What is the current state of the law on self-defense and defense of another in this Circuit?

MultiRegion, United States of America

The following excerpt is from U.S. v. Keiser, 57 F.3d 847 (9th Cir. 1995):

We have found no opinion expressly approving or disapproving this model instruction. As a general matter, however, a district court need not accept the precise words proposed by an accused, United States v. Lopez-Alvarez, 970 F.2d 583, 597 (9th Cir.), cert. denied, --- U.S. ----, 113 S.Ct. 504, 121 L.Ed.2d 440 (1992), so long as the instructions the court does give "adequately cover the defense theory." United States v. Taren-Palma, 997 F.2d 525, 535 (9th Cir.1993) (per curiam), cert. denied, --- U.S. ----, 114 S.Ct. 1648, 128 L.Ed.2d 368 (1994); see also United States v. Marsh, 26 F.3d 1496, 1502 (9th Cir.1994) ("Although a district court has substantial latitude to tailor jury instructions, the instructions must fairly and adequately embody the relevant law regarding the issues presented."). The model instruction accurately states the elements of self-defense and defense of another in this Circuit. Cf. United States v. Span, 970 F.2d 573, 576 n. 2 (9th Cir.1992) (noting without expressly approving model instruction 6.05); United States v. Doubleday, 804 F.2d 1091, 1095 (9th Cir.1986) (per curiam) (quoting without expressly approving an earlier version of model instruction 6.05).
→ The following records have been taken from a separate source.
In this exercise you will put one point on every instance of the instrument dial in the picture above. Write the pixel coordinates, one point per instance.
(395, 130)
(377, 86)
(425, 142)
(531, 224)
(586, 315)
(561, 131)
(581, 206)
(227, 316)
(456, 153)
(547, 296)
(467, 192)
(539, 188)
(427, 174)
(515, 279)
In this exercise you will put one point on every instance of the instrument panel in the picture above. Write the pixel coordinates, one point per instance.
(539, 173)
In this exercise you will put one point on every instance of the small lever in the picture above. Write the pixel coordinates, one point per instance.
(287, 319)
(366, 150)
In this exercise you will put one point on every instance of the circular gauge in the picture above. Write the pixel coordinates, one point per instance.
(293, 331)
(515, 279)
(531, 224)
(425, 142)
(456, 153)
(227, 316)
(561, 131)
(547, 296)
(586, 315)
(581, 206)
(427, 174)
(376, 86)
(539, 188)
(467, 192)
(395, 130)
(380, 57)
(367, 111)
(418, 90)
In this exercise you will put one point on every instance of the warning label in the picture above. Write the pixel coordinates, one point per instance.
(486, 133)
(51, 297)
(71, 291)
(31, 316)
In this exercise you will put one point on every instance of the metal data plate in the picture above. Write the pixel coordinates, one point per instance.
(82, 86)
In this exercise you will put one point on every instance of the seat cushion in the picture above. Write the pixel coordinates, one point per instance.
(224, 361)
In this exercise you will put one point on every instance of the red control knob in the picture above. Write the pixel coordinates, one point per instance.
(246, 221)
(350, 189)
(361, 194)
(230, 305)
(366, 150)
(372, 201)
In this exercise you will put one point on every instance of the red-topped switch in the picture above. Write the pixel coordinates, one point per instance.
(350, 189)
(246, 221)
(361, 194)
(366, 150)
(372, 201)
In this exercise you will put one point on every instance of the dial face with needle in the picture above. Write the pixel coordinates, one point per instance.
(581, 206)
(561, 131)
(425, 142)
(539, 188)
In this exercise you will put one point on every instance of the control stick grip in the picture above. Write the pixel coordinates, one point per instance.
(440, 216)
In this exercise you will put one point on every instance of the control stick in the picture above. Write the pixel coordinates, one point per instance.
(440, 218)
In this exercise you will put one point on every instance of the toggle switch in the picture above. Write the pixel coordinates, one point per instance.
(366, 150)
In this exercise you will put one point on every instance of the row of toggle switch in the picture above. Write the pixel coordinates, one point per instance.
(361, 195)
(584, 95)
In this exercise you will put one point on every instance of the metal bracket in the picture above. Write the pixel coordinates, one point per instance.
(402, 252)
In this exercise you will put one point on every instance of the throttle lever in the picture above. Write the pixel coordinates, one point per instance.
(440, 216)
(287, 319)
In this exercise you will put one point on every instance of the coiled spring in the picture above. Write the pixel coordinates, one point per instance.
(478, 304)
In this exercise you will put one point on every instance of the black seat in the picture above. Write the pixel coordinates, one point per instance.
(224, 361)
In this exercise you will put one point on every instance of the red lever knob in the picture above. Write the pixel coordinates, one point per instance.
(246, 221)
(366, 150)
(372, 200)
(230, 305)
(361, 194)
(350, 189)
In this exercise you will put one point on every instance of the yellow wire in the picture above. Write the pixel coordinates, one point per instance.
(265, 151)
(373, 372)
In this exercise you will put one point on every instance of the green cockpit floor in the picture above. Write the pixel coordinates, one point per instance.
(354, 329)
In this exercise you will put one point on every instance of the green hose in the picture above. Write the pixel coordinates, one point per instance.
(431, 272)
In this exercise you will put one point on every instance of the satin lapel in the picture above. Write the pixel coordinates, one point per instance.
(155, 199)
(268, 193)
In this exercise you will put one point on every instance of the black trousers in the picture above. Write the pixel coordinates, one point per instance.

Furthermore, a district court may "refuse an instruction if its language gives undue emphasis to defendant's version of the facts ... or if it would tend to influence the jury toward accepting the defendant's version of the facts." United States v. Goland, 959 F.2d 1449, 1453 (9th Cir.1992) (quoting United States v. Davis, 597 F.2d 1237, 1240 (9th Cir.1979)), cert. denied, --- U.S. ----, 113 S.Ct. 1384, 122 L.Ed.2d 759 (1993). Here, the district court could reasonably have concluded that the proposed instruction might "influence the jury toward accepting the defendant's version of the facts." Point five, for example, could be read to draw undue attention to the notion that the defendant's belief may be reasonable even though mistaken.